[PGO] Promote indirect calls to conditional direct calls with value-profile
ClosedPublic

Authored by xur on Mar 3 2016, 12:30 PM.

Details

Summary

This patch implements the transformation that promotes indirect calls to conditional direct calls when the indirect-call value profile meta-data is available.

It is invoked in two places: (1) after the IR-level profile-use pass. (2) in LTO optimizations. (1) performs limited promotion as many of the targets are in other modules. (2) is capable of promoting all the targets.

The Transformation performs legality check and profitability check. Legality check mainly for corrupted profiles where the ic-targets can points to wrong targets. Profitability check currently only uses the counts value and the ratio b/w this target and total indirect-call count.

We stress-tested the transformation with SPEC2006 to promote all the indirect-targets in the value profiles (in lto compilation).

We haven yet to do a thorough performance tuning. Here is the initial performance numbers with some SPEC programming running (10-run average on an ibis_sandybridge machine).

`` (1) (2) (3) (4)
spec/2006/fp/C++/453.povray 42.05 -8.17% +3.72% +2.32%
spec/2006/int/C++/471.omnetpp 23.69 -3.41% +3.37% +1.27%
spec/2006/int/C++/473.astar 23.04 -1.49% +1.91% +1.68%
spec/2006/int/C++/483.xalancbmk 38.83 -1.91% +6.01% +4.99%
spec/2000/int/C++/252.eon 4999 -14.47% +4.84% +2.36%``

(1) PGO + LTO
(2) PGO
(3) PGO + LTO + ICP(Indirect Call Promotion)
(4) PGO + LTO + ICP(only promote 1 target)

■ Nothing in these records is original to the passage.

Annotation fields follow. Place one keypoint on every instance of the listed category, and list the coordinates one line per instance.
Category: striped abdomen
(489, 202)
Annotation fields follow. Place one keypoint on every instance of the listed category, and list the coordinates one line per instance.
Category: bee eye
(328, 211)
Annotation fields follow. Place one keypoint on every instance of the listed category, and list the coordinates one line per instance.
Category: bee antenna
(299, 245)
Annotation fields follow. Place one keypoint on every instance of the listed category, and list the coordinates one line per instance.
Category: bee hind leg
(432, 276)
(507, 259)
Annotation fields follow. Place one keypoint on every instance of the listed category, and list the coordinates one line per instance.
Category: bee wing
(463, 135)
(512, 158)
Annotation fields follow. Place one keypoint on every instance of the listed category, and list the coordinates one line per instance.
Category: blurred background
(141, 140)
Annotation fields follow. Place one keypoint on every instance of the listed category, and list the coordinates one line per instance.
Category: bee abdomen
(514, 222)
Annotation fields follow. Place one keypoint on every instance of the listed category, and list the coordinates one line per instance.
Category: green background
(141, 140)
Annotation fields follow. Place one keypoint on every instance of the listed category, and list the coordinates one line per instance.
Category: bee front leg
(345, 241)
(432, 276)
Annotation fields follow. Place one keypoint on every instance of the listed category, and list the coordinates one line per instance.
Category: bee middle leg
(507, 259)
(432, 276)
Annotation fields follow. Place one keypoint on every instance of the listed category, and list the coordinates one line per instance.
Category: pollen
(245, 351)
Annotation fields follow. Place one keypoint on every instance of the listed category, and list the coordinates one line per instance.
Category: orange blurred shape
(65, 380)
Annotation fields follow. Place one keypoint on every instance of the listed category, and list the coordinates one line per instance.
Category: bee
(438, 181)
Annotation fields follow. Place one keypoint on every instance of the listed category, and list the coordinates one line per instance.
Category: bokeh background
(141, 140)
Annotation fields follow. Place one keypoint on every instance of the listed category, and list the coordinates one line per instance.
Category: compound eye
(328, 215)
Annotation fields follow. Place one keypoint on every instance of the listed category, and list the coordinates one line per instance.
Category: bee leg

One known issue to be fixed later:
code duplication (like unroll) b/w value profile annotation and value profile transformation blindly duplicates the counts in the VP metadata. Need to update the metadata copying.

Diff Detail

There are a very large number of changes, so older changes are hidden. Show Older Changes
xur added a subscriber: xur.Apr 7 2016, 1:25 PM

We intentionally drop this +1 in IR level PGO instrumentation. I thing
branch weight can handle 0 weight now.

Thanks,

-Rong

xur updated this revision to Diff 53078.Apr 8 2016, 1:26 PM

Refactor the code to break a large function into smaller ones.
This new patch supports the covariant return for invoke instructions too.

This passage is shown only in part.